Pain Can Be Adversely Affected By Negative Emotions
The emotions you feel can affect you physically because emotions, negative or positive, share the same real estate as the sensory centers of the brain. Boynes-Shuck related that when she was down emotionally about her illnesses, she was not in the mood to socialize. She didn’t even want to go out at all. Exercise and social interaction can alleviate pain, but people with chronic pain usually don’t do it. And according to Darnall, negative emotions such as fear, anger, sadness, or depression can increase the pain being processed by your brain.
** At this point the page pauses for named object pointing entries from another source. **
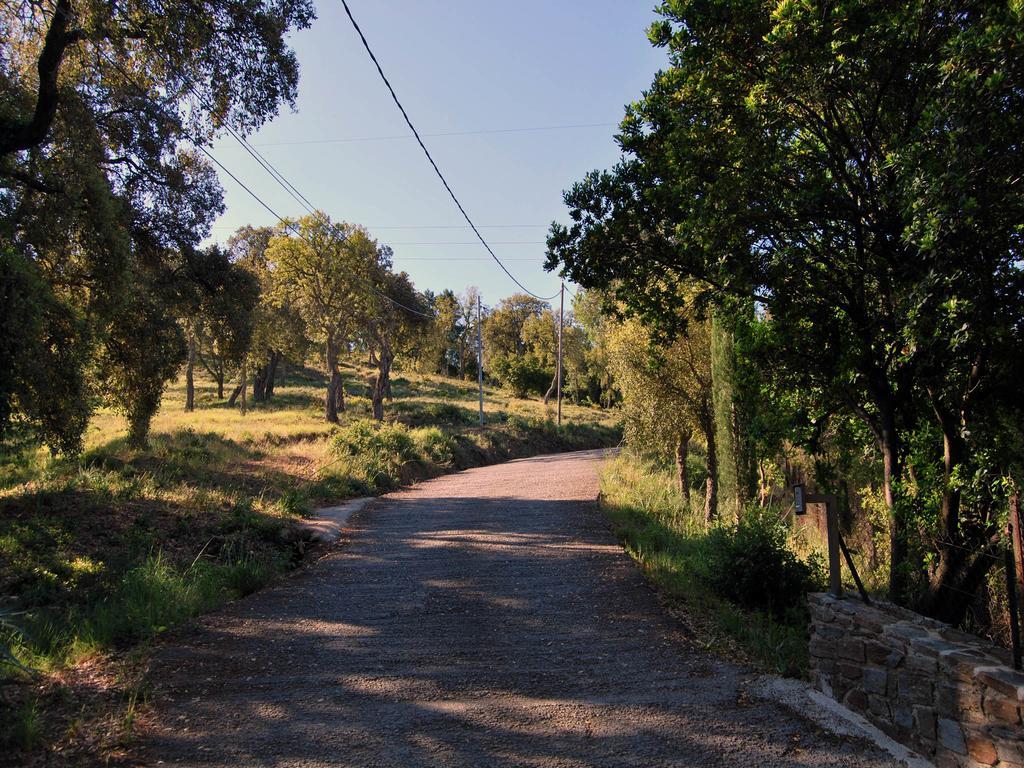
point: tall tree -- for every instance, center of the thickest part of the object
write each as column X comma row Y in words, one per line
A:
column 667, row 395
column 324, row 269
column 395, row 321
column 854, row 167
column 503, row 327
column 101, row 107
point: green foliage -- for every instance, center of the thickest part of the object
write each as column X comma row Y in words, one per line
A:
column 376, row 453
column 44, row 346
column 104, row 198
column 435, row 445
column 751, row 565
column 682, row 560
column 144, row 348
column 850, row 170
column 520, row 375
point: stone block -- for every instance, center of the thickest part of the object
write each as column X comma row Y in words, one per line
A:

The pain felt by those suffering from it can also lead to adverse reactions. Managing pain daily can result in feelings of frustration, disgust, and stress. There are more or less 100 million Americans suffering from chronic pain, and they tend to develop depression or an anxiety issue. And take note, depressed patients are at three times at risk of suffering from chronic pain.
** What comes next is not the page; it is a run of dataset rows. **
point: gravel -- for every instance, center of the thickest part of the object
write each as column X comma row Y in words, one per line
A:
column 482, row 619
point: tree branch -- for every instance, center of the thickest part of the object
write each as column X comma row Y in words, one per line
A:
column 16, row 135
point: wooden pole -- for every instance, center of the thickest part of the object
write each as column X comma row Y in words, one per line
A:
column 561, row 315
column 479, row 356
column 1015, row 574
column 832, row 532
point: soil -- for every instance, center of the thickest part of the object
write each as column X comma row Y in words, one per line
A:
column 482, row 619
Lisa Harris, from Waynesville, Ohio, has had psoriatic arthritis since her mid-thirties. She states that she ’doesn’t want to leave her house to socialize with friends or to visit relatives because of the pain she experiences.
Pain Can Be Positively Affected By Positive Emotions
Darnall states that knowing that emotions affect how pain is experienced is helpful, but only if you obtain the appropriate skills to influence your experience.
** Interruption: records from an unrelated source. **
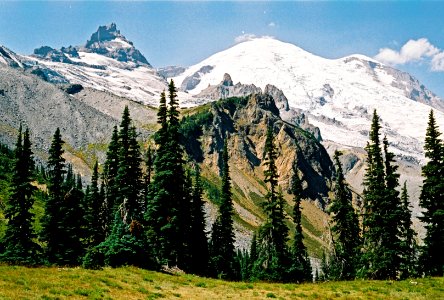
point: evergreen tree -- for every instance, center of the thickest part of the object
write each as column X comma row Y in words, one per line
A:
column 126, row 243
column 407, row 235
column 382, row 209
column 71, row 228
column 94, row 213
column 168, row 203
column 222, row 250
column 19, row 240
column 300, row 268
column 343, row 262
column 129, row 173
column 158, row 214
column 432, row 201
column 52, row 226
column 198, row 241
column 149, row 170
column 273, row 254
column 111, row 186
There are various ways of dealing with chronic pain. You can have yourself assessed by a pain specialist, doctor, or a pain psychologist. Or you could try biofeedback, acupuncture or yoga. And any form of exercise is the right way of alleviating pain. According to Darnall, which method works differs with different individuals depending on the age and their condition. The best strategy is to face the situation in many different angles and to consult medical professionals.
Many medical professionals have themselves experienced chronic pain. Dr. Hanscom suffered from chronic back discomfort for almost 15 years. He decided to look for options other than surgery. In his book, “Back in Control,” his strategy for dealing with chronic pain includes ways on how to sleep soundly, managing his stress and taking medication for the aching, coupled with meditative-type methods to shift his brain from the pain pathways to no-pain conduits. However, Hanscom skirts the issue of emotions and chronic pain, stating feeling is but a very shallow connection to it.
You Can Be Free From Pain
The close relationship between pain and emotions should not be a source of personal blame for people suffering from chronic pain. Darnall states that explaining the relationship between depression and feelings is about empowering people and not about blaming them. Harris shifted to a new pain management medicine for her psoriatic arthritis, and her symptoms improved, but she reports that having a transformed rapport with her family. She can now enjoy things like playing with her kids and coaching her youngest child in cheerleading, which has helped relieve her aches and pain.
Hanscom has mentioned that his patients were freed from pain using his strategies. However, there are many individuals with chronic pain who will still feel some level of pain. Despite this, their emotional state can even help them deal with their chronic pain. Boynes-Shuck states that some days are terrible for her, but daily, her attitude determines what kind of day ’she’s going to have.